For some time now the gnucash-htdocs repository has been used to store both the website and a compiled version of our documentation in html, pdf, ebup and mobi formats. The problem with this was that the compiled documentation is pretty large. The repository was finally over 800Mb in size and increasing with each release. That meant that over time a simple clone of the repository would cost increasingly more bandwidth, diskspace and users time.

People that wish to work on the website don't need this compiled documentation so the large download was an unnecessary burden. We have decided to fix this by splitting off the compiled documentation into a separate repository, which is only relevant for a release manager. After the split, the gnucash-htdocs repository has been regenerated without the docs history.

Update your clones and forks

If you have your own clone of the gnucash-htdocs git repository you will have to reclone the new repository if you want to enjoy the smaller footprint. If you have local changes you'll want to preserve them. So instead of deleting the directory rename it. For the examples we'll call it gnucash-htdocs-old, and we'll clone into gnucash-htdocs-new. That's just to make sure we don't forget which is which. After the import process is complete, you can remove gnucash-htdocs-old and rename gnucash-htdocs-new.

You've been assiduous about always using git pull --rebase, right? No? You've got changes mixed into master? No matter. rebase to the rescue: (I'm using master as an example here, but it could be any tracking branch.)

 cd gnucash-htdocs-old
 git pull --rebase
 git branch -m master foo #This is your new feature branch. You can call it anything you like
 git branch -t master origin/master
 git rebase master foo

There. Now all of your changes are in a nice feature branch. You might have to reconcile some conflicts, but better sooner than later, eh? If you already have feature branches -- we'll use foo for our example -- just make sure that it's up to date with its tracking branch:

 git checkout master
 git pull --rebase
 git rebase master foo

Now you're ready to export your changes. Do this one feature branch at the time. Create a set of patches for your feature branch:

 cd ../gnucash-htdocs-old
 git checkout foo
 git format-patch --stdout master > ../foo.mbox

And import your branch foo into the new repo:

 cd ../gnucash-htdocs-new
 git checkout master
 git checkout -b foo
 git am ../foo.mbox

That's it.
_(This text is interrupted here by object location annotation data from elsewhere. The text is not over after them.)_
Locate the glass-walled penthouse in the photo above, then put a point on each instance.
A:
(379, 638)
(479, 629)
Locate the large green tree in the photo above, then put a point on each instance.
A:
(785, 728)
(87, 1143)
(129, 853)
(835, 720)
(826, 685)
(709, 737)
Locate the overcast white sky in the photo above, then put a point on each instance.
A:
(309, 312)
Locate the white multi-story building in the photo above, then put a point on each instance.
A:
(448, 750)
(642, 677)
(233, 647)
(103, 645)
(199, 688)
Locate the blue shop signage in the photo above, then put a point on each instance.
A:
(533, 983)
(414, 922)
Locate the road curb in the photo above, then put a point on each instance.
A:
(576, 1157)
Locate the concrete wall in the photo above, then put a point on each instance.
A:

Repeat for each feature branch and tracking branch. When you're done and really, really sure that everything is properly set up, you can delete gnucash-htdocs-old and any foo.mbox you created.
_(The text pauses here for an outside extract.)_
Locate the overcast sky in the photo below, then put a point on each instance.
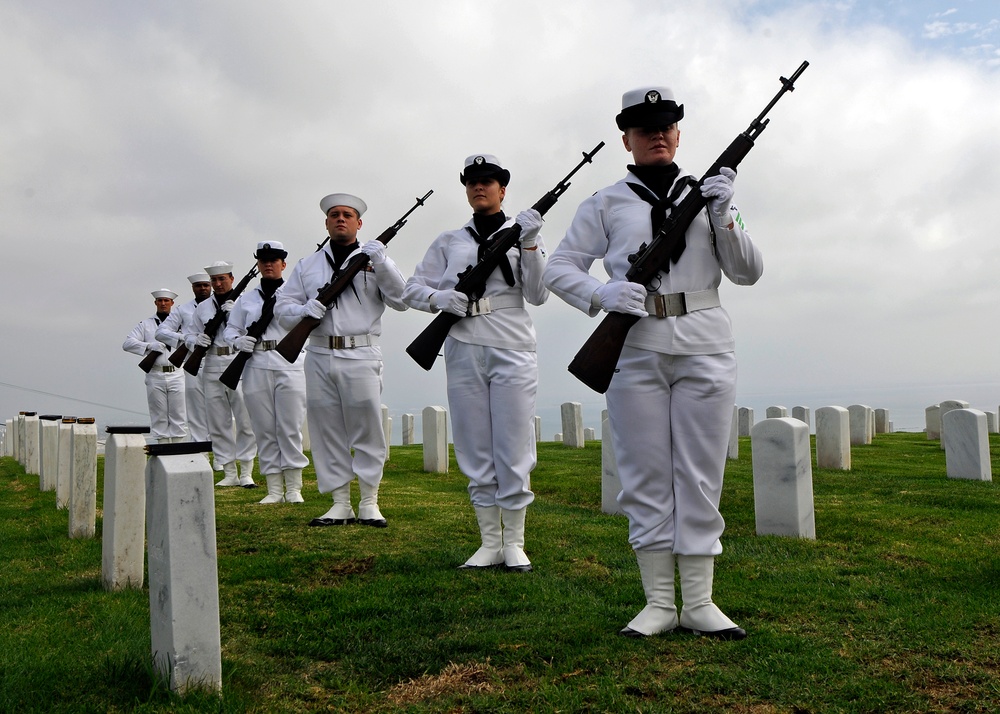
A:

Note: When you run git checkout master in gnucash-htdocs-new, git should respond with

 Checking out files: 100% (1247/1247), done.
 Branch master set up to track remote branch master from origin.
 Switched to a new branch 'master'

If it doesn't, then it may have gotten confused. If

 git log --oneline -n 10

doesn't produce the expected results,

 git branch -D master
 git branch -t master origin/master

To get the proper master branch.

Github Forks
If you have made a Github fork you will need to make sure that your local repo is current and then delete the fork and re-fork the regenerated repository, then proceed according to the instructions above, finally pushing any new branches back to your Github fork.